The game: first to 11
A modern game of ping pong is played to 11 points, win by 2. This has been the official ITTF rule since 2001 — before that, games were played to 21. The change was made to make matches more TV-friendly: shorter, more dramatic, and finishing in a more predictable amount of time.
A "match" is the best of an odd number of games — almost always best of 5 (recreational and league) or best of 7 (Olympics, World Championships). The first player to win the majority of games wins the match.
The two-serve rotation
Each player serves twice in a row, then the serve switches to the other player for two serves. Not once like tennis. So a typical service rotation looks like: A serves point 1, A serves point 2, B serves point 3, B serves point 4, A serves point 5...
This continues for the entire game. The two-serve rotation is one of the things basement ping pong gets wrong most often — most people switch the serve every single point, like tennis, which is incorrect.
Deuce at 10-10
When the score reaches 10-10, the game enters deuce. From that point onwards:
- — The two-serve rotation switches to one serve each. Players alternate serves point-by-point.
- — You must win two consecutive points from any score in deuce to win the game.
- — There is no cap. A deuce game can theoretically go on indefinitely — though in practice it rarely lasts more than a few extra points.
Side changes
- — Players change ends at the end of every game — not just at the end of the match.
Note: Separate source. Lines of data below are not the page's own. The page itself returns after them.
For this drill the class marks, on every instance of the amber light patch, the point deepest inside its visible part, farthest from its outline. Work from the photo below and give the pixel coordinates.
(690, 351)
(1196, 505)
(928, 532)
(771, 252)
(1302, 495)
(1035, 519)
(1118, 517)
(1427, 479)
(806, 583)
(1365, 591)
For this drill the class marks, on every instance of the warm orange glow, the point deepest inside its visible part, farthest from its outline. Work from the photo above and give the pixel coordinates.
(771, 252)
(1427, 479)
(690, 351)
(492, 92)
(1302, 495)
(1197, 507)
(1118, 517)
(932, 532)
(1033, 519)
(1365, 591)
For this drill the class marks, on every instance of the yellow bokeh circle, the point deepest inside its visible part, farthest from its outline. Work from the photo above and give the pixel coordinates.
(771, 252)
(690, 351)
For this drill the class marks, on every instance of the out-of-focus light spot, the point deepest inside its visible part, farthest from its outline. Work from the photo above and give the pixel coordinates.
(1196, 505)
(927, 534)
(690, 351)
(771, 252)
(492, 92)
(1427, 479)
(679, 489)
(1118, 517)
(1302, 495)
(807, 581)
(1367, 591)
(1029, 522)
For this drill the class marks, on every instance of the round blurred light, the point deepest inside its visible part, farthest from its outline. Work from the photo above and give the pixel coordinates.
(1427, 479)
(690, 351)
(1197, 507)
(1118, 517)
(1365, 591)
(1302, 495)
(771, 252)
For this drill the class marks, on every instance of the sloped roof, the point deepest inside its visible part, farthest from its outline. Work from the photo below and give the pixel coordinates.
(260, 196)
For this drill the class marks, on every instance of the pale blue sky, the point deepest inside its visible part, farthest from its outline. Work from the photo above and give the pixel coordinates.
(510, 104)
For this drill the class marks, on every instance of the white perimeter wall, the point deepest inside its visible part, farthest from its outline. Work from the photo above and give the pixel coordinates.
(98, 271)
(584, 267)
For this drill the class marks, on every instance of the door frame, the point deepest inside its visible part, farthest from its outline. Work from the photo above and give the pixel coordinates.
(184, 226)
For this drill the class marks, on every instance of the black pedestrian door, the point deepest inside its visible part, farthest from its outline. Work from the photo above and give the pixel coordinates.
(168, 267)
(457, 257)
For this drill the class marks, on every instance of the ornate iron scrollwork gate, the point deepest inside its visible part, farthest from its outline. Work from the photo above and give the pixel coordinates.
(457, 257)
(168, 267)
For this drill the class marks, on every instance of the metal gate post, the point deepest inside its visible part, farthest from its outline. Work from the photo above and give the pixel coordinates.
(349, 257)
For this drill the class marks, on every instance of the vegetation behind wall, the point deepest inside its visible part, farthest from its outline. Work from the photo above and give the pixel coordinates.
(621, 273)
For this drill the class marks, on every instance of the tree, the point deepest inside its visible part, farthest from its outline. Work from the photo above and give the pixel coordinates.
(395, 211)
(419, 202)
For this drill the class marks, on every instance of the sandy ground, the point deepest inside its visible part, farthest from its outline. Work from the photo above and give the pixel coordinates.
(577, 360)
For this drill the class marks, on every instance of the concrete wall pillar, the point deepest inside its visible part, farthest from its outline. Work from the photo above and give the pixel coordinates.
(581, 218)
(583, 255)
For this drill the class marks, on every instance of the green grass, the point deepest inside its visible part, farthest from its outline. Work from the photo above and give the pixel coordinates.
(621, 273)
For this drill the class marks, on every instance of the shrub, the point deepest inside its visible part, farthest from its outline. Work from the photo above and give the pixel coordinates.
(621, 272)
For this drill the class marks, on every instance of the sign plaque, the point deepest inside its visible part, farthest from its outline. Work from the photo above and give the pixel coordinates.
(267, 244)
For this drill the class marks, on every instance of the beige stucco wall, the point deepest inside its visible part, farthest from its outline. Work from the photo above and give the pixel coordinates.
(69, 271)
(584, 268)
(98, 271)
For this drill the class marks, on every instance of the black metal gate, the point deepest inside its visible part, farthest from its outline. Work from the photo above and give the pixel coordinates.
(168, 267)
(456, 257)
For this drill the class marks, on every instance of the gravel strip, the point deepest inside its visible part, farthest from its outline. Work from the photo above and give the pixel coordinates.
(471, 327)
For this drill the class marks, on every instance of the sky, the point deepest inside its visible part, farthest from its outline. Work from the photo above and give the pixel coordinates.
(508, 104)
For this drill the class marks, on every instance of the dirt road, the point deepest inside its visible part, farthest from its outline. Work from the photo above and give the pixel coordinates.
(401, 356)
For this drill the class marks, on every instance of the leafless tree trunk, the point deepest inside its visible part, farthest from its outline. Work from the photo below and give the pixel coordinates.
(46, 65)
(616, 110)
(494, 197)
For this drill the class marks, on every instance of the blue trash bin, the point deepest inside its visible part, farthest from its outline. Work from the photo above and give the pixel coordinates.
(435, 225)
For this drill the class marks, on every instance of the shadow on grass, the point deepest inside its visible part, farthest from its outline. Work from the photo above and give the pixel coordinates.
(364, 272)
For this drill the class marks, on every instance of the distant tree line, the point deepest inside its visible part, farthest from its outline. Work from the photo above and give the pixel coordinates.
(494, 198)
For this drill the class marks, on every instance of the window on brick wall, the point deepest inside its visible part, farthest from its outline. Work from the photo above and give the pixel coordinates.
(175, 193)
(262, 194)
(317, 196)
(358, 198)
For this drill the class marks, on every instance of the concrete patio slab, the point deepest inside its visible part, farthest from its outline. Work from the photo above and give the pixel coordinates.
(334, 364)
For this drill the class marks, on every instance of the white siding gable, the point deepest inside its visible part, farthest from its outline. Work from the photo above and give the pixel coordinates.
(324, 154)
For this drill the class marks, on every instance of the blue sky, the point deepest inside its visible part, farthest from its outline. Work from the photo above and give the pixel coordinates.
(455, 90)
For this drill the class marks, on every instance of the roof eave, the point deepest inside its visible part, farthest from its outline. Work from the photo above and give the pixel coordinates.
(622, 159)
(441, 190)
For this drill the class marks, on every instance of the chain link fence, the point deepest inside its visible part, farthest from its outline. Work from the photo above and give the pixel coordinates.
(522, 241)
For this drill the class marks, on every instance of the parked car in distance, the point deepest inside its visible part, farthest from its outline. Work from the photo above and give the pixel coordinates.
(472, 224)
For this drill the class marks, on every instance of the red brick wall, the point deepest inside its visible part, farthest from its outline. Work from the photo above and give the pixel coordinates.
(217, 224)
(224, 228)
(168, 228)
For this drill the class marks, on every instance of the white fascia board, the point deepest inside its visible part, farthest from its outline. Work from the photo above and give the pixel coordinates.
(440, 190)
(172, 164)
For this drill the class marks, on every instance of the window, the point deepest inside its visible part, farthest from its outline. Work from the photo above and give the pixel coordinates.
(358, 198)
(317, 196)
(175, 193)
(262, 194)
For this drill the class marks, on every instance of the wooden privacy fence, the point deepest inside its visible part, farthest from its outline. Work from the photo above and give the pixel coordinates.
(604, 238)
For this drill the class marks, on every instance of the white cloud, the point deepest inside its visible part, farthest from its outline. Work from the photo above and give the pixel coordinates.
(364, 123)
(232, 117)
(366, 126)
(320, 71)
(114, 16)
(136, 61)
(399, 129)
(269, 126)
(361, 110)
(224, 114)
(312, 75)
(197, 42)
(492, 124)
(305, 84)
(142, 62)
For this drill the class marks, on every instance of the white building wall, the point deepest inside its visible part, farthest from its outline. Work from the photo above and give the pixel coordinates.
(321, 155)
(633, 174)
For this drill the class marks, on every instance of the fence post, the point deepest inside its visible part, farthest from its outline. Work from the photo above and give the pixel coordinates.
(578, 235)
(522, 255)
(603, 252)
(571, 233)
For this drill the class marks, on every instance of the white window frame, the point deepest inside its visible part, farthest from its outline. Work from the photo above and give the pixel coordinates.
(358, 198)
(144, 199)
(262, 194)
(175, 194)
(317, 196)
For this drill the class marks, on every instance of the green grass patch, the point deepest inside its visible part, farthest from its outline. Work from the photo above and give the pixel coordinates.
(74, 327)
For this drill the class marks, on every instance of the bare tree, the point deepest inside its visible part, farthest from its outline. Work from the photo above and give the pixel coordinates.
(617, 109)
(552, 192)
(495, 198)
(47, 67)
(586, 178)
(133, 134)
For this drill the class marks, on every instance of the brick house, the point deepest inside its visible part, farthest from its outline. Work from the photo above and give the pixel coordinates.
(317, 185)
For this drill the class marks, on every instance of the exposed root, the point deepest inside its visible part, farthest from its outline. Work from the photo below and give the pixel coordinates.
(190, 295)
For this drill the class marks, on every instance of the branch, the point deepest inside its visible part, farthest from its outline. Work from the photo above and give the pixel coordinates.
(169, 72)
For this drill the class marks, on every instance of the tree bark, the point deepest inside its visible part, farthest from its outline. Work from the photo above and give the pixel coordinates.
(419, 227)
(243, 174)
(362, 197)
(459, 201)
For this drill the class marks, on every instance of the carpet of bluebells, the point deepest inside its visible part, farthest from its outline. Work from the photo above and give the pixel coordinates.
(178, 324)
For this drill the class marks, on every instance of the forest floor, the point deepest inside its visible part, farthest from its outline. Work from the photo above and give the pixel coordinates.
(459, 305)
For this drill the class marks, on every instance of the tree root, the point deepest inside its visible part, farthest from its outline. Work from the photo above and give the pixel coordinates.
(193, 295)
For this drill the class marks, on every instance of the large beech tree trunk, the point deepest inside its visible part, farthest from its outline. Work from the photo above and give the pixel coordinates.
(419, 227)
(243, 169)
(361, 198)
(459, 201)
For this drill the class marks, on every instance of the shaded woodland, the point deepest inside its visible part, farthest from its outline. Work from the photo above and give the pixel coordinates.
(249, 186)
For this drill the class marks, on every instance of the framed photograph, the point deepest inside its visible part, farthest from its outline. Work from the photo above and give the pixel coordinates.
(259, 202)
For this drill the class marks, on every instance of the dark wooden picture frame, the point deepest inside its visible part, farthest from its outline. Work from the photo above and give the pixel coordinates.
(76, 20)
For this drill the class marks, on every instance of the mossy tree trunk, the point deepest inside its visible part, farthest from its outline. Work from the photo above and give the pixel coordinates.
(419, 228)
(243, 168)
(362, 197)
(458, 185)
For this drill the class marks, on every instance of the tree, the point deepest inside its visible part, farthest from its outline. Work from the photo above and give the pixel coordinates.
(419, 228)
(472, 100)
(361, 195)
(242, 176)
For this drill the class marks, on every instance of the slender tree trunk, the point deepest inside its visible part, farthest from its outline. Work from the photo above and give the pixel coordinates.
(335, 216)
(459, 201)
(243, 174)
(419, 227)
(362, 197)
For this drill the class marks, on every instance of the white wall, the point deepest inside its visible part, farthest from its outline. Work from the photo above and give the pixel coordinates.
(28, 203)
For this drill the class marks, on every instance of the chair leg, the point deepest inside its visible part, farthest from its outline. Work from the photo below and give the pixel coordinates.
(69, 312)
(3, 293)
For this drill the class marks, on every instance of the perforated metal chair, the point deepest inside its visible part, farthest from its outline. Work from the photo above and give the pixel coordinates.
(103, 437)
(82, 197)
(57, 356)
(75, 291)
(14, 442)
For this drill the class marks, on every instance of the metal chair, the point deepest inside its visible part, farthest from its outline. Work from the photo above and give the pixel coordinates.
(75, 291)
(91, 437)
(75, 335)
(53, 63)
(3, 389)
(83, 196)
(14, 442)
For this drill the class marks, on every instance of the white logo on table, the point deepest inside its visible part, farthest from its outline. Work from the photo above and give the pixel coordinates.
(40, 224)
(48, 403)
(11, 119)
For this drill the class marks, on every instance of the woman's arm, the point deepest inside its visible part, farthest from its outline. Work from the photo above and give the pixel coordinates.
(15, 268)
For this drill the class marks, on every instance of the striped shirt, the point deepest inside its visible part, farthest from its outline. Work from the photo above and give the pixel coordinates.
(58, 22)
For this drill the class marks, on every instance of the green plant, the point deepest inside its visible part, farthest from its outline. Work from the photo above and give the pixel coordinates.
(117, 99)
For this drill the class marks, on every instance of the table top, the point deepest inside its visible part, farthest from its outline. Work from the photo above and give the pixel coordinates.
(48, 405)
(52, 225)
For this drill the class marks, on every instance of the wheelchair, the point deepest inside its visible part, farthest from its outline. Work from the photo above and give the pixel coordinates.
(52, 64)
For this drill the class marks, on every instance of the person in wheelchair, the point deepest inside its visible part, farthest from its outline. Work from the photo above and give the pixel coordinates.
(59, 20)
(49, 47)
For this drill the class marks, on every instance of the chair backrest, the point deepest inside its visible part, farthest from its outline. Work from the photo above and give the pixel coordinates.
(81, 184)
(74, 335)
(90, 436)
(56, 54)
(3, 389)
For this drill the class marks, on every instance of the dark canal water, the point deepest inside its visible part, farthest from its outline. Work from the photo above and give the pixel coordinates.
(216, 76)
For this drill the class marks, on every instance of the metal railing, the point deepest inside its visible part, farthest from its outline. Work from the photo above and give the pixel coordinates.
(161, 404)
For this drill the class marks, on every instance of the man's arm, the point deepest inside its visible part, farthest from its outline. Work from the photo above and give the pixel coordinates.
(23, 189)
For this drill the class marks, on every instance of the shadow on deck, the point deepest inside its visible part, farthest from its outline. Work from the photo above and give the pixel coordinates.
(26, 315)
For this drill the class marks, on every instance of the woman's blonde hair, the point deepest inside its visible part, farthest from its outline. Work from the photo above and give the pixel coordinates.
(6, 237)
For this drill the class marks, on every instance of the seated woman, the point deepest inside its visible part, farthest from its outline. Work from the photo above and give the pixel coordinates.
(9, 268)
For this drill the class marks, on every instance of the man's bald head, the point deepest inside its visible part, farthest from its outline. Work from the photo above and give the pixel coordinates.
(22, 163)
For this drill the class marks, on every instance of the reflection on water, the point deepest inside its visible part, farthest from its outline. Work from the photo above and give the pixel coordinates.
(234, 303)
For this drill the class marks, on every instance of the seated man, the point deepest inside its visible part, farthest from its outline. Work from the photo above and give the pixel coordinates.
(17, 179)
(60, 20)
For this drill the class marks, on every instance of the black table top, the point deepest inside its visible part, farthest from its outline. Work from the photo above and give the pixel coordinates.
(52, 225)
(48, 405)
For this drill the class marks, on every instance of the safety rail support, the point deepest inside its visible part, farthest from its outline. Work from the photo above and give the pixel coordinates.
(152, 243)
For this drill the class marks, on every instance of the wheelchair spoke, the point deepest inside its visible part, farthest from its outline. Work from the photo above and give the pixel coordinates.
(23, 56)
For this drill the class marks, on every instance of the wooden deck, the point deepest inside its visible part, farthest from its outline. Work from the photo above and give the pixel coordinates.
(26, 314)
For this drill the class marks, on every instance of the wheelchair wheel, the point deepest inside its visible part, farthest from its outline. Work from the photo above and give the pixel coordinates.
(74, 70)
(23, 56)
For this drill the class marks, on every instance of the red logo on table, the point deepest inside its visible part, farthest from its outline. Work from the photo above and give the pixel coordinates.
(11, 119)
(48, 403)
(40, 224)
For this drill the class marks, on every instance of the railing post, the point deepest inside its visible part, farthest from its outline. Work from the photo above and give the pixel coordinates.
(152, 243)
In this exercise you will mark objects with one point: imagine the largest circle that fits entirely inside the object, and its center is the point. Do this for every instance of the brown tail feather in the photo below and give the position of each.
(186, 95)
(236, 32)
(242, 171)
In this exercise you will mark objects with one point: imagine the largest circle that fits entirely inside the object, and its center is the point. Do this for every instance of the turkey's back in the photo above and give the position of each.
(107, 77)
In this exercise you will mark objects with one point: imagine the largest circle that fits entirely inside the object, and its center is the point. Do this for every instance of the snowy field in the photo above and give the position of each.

- — In the deciding game of a match (game 5 in a best-of-5, game 7 in a best-of-7), players also change ends as soon as one player reaches 5 points.
- — When changing ends in the deciding game at 5, the player who is "up" to serve still serves their next serve as planned — the side change does not affect the rotation.
scoreboard
live.
Doubles serving
Doubles ping pong adds two complications. First, every serve in doubles must be diagonal from the right half of the server's side to the right half of the receiver's side. The right half is to your right as you face the table. A serve to the wrong half is a fault.
Second, partners must strictly alternate hits. If A1 serves to B1, then B1 must return to A2, then A2 must return to B2, then B2 must return to A1. Hitting out of turn loses the rally. The serve order also rotates through all four players over the course of a game.
Lets
A serve that touches the net cord and lands legally on the receiver's side is a let — replay the serve, no penalty. There is no limit to the number of lets in a row. Just keep replaying until a serve doesn't hit the net.
A let is also called if play is interrupted (a ball from another table rolls onto yours, an external noise distracts a player, etc.). The point is replayed.
Frequently asked
Is ping pong played to 11 or 21?
11. The ITTF moved from 21-point games to 11-point games in 2001 to make matches finish faster and produce more dramatic finishes for TV. Anyone still playing to 21 is using basement rules — fine for fun, not for league.
How many serves do you get in ping pong?
Each player serves twice in a row, then the serve switches. Not once like tennis. After 10-10 (deuce), the rotation switches to one serve each, alternating point-by-point.
When do you change sides in ping pong?
At the end of every game. In the deciding game of a match, you also change sides as soon as one player reaches 5 points.
Do you have to win by 2 in ping pong?
Yes. A normal 11-point game requires a 2-point lead. At 10-10 (deuce), you must win two consecutive points to win the game. There is no cap — deuce can theoretically run indefinitely.
How is doubles different from singles in ping pong?
Two things. First, every serve in doubles must be diagonal from the server's right half to the receiver's right half. Second, partners must strictly alternate hits — if A1 serves to B1, B1 must return to A2, then A2 must return to B2, etc. Hitting out of turn loses the point.
Is there a difference between ping pong and table tennis?
They are the same sport. "Ping pong" is the original 1901 trademarked name. "Table tennis" is the international/ITTF name and what every competitive event uses. Casually they are interchangeable.